La liberté d'expression ne sauvera pas le chancelier du Wisconsin d'être renvoyé pour porno, selon des experts

Il a depuis accusé l'école de violer son droit à la liberté d'expression. Mais les authorities estiment que le Leading Amendement ne le sauvera probablement pas.

  • Joe Gow, ancien chancelier de l'Université du Wisconsin-La Crosse, risque d'être renvoyé pour avoir produit du contenu pornographique avec sa femme.
  • Les experts estiment que la liberté d'expression ne sauvera pas Joe Gow de son renvoi, car l'école aurait agi dans ses droits en mettant fin à son contrat.
  • Gow et sa femme ont le droit de faire du porno, mais leur licenciement ne constitue pas une violation des droits civiques selon les autorités juridiques.

La liberté d'expression ne sauvera pas le chancelier du Wisconsin d'être renvoyé pour porno, selon des experts

Joe Gow, l'ancien chancelier de l'Université du Wisconsin-La Crosse, a déclaré au New York Moments que l'université avait violé ses droits civils, affirmant qu'ils « ne semblent pas se rendre compte que le Leading Amendement serait critique dans cette scenario.

«

« Hot Healthful Cooking », dans laquelle ils cuisinent des repas à base de plantes avec des stars du porno – et utilisent leurs vrais prénoms.
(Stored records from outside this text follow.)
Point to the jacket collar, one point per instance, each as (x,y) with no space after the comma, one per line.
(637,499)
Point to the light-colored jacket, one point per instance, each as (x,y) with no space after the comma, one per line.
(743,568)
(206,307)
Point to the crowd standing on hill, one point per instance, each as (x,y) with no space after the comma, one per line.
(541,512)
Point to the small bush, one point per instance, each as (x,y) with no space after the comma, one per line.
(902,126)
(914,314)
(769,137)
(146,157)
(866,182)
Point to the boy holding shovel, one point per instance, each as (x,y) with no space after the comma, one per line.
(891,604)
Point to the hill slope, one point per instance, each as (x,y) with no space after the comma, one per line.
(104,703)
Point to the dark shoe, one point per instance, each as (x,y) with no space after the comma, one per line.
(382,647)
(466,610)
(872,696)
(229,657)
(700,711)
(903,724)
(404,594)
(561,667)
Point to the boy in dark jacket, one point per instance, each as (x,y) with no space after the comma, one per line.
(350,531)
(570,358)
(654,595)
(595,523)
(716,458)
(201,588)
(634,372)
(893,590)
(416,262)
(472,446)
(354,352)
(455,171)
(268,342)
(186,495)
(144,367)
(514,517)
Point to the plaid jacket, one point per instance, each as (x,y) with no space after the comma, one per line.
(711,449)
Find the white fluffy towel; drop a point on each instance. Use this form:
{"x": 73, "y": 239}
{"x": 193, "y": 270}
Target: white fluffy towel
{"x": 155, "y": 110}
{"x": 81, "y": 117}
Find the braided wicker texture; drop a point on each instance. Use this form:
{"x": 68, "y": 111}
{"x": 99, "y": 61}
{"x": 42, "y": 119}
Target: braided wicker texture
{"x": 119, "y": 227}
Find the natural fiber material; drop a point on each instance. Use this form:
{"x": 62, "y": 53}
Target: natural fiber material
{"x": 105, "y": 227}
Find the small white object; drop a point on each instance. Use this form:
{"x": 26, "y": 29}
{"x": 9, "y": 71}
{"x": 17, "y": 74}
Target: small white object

Un compte X (anciennement Twitter) lié à l'émission mentionne un compte OnlyFans présentant des « scènes entièrement explicites » (nous les croyons sur parole), et la biographie de leur auteur Amazon sous des pseudonymes renvoie à un compte Pornhub, The Involved Push. signalé pour la première fois.

Des authorities juridiques ont déclaré cette semaine que Gow et sa femme ont tout à fait le droit de faire du porno, mais que leur licenciement ne constitue pas une violation des droits civiques.

En d’autres termes, c’est la différence entre la liberté d’expression et une parole sans conséquence.

« Il n'y a pas de problème de premier amendement ou de liberté d'expression », a déclaré Scott Schneider, pro en droit de l'enseignement supérieur, au Milwaukee Journal-Sentinel.

« C'est absurde. »

Donald Downs, professeur à la retraite de l'UW-Madison, a également déclaré au média que Gow n'avait pas « beaucoup de soutien » pour sauver son poste de chancelier.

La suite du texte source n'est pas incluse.